Just to the north of you across the Canada/US border is the University of Guelph…that has produced a series of invaluable Youtube videos just for guys like you…here’s a sample. Wish I had that resource when I was starting out…covers all aspects of beekeeping in a colder climate.
Flow in association with many organisations and individual feiled experts launched https://www.thebeekeeper.org/
It’s brilliant.
Fred Dunn on YouTube is also a good channel.
Flow have a Facebook page and YouTube channel.
Your local area will have associations and clubs and where I’d recommend you go/join. Local knowledge is priceless and help when you might need it.
Hello thanks again for the picture! I actually have a follow question for you, what size package of bee did you use to start your hive?
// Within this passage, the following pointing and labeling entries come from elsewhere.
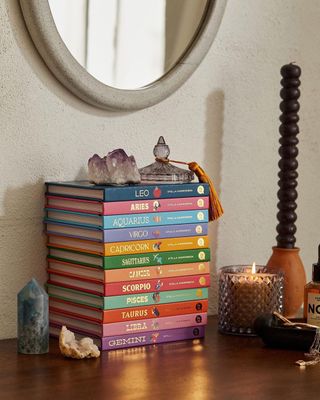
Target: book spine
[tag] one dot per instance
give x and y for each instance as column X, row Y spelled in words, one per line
column 150, row 285
column 143, row 339
column 172, row 296
column 155, row 272
column 163, row 258
column 127, row 314
column 126, row 234
column 160, row 310
column 147, row 206
column 155, row 245
column 126, row 274
column 159, row 232
column 147, row 325
column 123, row 288
column 154, row 219
column 130, row 192
column 125, row 328
column 75, row 205
column 145, row 192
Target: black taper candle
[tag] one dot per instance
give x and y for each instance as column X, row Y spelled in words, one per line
column 288, row 164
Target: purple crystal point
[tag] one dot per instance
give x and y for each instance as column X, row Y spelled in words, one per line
column 116, row 168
Thanks again for the help!
Hi Zach,
I have a 6 frame FlowHive so 8 frame brood box.
5 frame nuc with mated queen was what I started with and 3 new foundationless frames with guide strips.
After transferring from nuc to brood box I fed them sugar syrup 1:1 ratio for several weeks to help them build out the foundationless frames.
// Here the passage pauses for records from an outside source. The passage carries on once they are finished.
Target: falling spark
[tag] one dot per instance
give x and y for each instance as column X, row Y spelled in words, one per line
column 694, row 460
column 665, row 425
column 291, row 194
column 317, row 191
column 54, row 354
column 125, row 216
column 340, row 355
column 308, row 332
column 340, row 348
Resisted adding the Flow super until the colony was in good strength and numbers and all new frames were fully drawn, plenty of brood, bee bread, capped honey stores.
I only harvested one frame from the Flow Super and left it on over winter to make sure the bees had enough stores and removed the queen excluder.
This is only my second year with a FlowHive do looking forward to seeing how they do and what kind of honey harvest I get.
With the lock down there is way more wild flowers than I’ve seen in the UK since I was a young child so I’m predicting a bumper season as the weather is reasonably good as well for early spring.
This is only my own personal experience but truely life changing. I’m a much calmer person, soo connected with nature and the environment again and getting fat eating way too much honey
I have a standard Langstroth as well but lost the colony to the UK winter sadly. Lesson learned I should have moved some bees and brood from my strong FlowHive into the weaker colony but as sad as losing the bees was I’m more knowledgeable now and won’t make that mistake again.